Why a single pipeline

One pipeline, every surface

Before v1.1 each surface ran its own ad-hoc sequence of reducers and sanitizers, which let bugs surface in one place and not another. v1.1 centralized the order so every compile — UI, MCP, Lab, recompile — produces structurally consistent output. v1.2 extended that contract with preflight, coverage and numeric guards, keeping the same single-entry-point guarantee.

Domain-agnostic by design

Every v1.2 module operates on structure, not on subject matter. Numeric guards cover international currencies, ISO/US/EU dates and generic citation forms; language detection spans EN / PT / ES / others; coverage modes are driven by source format, never by topic. The pipeline ships zero domain-specific heuristics (no IRPF, finance, legal or medical hardcoding) — it should produce the same shape for an API doc, a textbook chapter, a FAQ or a normative text.

Lab parity

The Lab compiles through the same runCkfPipeline as /compiler.
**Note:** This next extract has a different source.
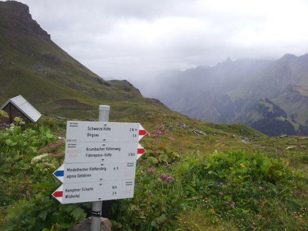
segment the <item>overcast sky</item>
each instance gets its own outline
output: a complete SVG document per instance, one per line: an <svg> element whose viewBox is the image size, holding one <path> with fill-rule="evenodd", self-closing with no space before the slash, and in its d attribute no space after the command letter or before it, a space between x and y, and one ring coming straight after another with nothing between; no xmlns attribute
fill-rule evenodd
<svg viewBox="0 0 308 231"><path fill-rule="evenodd" d="M103 78L308 52L306 0L22 0L60 47Z"/></svg>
PDF extraction is structure-preserving (groups items by Y-coordinate, detects paragraph gaps and headings, strips repeated headers/footers) and the chunker default is 6k chars. The Lab also exposes a chunk-size selector (4k / 6k / 12k) and defaults the Lovable provider togemini-2.5-pro rather than Flash for higher-fidelity extraction. When the chosen model routes through Gemini (direct or via the Lovable Gateway as google/*), the compiler sends a slim variant of the tool schema — descriptions and enums are dropped to stay within Gemini's constrained-decoding state budget; the extraction rules remain in the system prompt.